Charles Randolph Pollock was born in Philadelphia on June 20, 1930, and moved with his family to Toledo, Ohio, as a child. As a boy, he made a motor in his basement using odds and ends. The family settled in Detroit, where Mr. Pollock attended Cass Technical High School and won poster contests. At 16, when his family moved again, to Muskegon, Mich., he chose to remain in Detroit, living in a boardinghouse, working on Chrysler’s assembly line and going to school.

After graduation he received a scholarship to Pratt Institute in Brooklyn, where he used wire to fashion his furniture designs.
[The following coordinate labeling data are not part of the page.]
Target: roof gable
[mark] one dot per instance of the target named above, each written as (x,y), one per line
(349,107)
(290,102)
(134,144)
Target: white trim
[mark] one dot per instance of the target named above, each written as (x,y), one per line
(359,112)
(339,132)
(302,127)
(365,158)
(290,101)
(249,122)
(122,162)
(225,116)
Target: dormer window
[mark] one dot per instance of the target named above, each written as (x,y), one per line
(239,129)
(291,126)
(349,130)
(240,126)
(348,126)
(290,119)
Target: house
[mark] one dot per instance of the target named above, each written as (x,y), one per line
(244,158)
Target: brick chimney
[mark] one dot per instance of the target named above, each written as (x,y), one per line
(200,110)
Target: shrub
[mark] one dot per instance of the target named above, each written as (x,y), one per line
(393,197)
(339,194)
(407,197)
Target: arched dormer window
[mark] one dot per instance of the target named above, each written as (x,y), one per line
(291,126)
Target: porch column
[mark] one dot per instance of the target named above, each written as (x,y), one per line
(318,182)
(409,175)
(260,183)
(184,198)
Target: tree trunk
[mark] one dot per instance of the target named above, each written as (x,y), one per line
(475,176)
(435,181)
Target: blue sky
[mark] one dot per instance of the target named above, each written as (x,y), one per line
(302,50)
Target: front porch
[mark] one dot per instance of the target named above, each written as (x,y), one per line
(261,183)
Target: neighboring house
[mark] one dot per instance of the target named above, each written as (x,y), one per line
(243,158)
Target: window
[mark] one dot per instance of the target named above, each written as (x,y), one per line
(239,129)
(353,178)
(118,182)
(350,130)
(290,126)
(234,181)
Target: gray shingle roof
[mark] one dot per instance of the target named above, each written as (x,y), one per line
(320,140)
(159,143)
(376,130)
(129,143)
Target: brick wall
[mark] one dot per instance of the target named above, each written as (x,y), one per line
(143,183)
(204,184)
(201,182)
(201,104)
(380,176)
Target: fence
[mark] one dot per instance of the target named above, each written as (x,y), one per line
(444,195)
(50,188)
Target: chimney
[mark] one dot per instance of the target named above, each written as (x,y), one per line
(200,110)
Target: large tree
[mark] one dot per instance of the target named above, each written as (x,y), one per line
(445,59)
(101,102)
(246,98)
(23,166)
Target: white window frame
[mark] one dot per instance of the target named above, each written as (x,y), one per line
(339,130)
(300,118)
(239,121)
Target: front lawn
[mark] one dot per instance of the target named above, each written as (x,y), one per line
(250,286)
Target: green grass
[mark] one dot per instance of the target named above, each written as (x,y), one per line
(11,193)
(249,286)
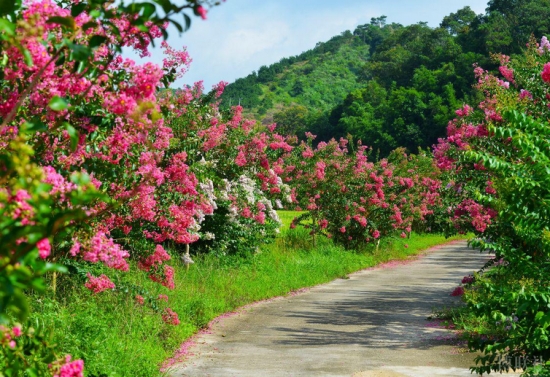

George Nelson, considered a founder of American modernism in design, admired one of his sculptures when he came to lecture. Mr. Pollock went to his office and presented it to him as a gift, telling him he would like to work for him when he graduated.

But first he served in the Army, teaching art classes and working as art director of Infantry magazine. After his discharge, he went back to Mr. Nelson, who hired him. Together they developed the “Swag Leg” collection of chairs, characterized by four elegantly curved metal legs.

Mr. Pollock then approached Florence Knoll, a celebrated designer who studied under Mies van der Rohe. She initially refused to meet with him but relented after an interior design magazine published an article about him. On the day of his interview with her, he brought along a prototype of a lounge chair he was working on and collided with her as she was coming out of the elevator, knocking her down with the chair. She hired him anyway.

He soon talked Mrs. Knoll into paying $20 a month for a studio in a run-down part of Brooklyn, where he worked on the executive chair for five years, making it over and over again, improving it each time. He rigged the basement wiring to steal electricity from a drugstore in the building to help defray the costs.